Tuesday, August 18, 2009
I've been in Atlanta for the past week and I've spent a lot of time alone (which I didn't think I would be doing, being that I used to live here and have a number of family and friends here) BUT since I have met so many positive people for each day that I've been here, and shared intimate and profound conversations with, (I mean EVERY single day that I've been here!) it just shows how much I've grown and how I am attracting all of this love at a time when I'm yearning for a relationship like never before. I was actually living in the Sunshine State, comfortable, lovely, at the end of my military contract, when I decided to re-up and go overseas to look for what I've been missing in my life: a husband.

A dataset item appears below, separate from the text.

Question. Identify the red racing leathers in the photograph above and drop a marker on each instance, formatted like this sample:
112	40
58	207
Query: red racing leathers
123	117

I do not want to put too much pressure on this man or on myself as a wife or on the sanctity of marriage, I just know that I am ready and I am willing and I am ABLE. And that the time is nigh and I feel really good about it because I've been waiting on this ALL of my life... because of the people that are being led to me, and through these experiences, I have been able to make connections as I never have. With strangers. At deep levels. So I can just imagine my ability to have love and build stronger relationships with those that are already in my life! It is coming and I am excited. I have been building myself up to be a strong woman already, but if I have no one to share it with, what's the point... If i have no one to pass it along to, what's the point.... I am self-motivated but a partner will help me grow even MORE I know it. Now where are you, you've been hiding all my life!!! =)
Posted by Unknown at 9:54 PM
Wednesday, August 12, 2009
When I create my family, I will be DONE moving. I think I keep moving around so much because I am looking for someone to create one with.. or maybe my true calling? I've moved around every few years since I was 16. Now I'm 28. Shit's getting old. It's no longer any fun. I don't like being the new person and I really don't feel like making any new friends..... (SIGH) Italy here I come. And you better be worth all of this.
Posted by Unknown at 10:28 PM
Monday, August 3, 2009
I had a really good cry today... life can be such a bitch!!! But hey, what doesn't kill me will make me stronger! I just want to share with the world that I KNOW I am a product of strength and endurance and everything will be all right. =) ....Hello World!!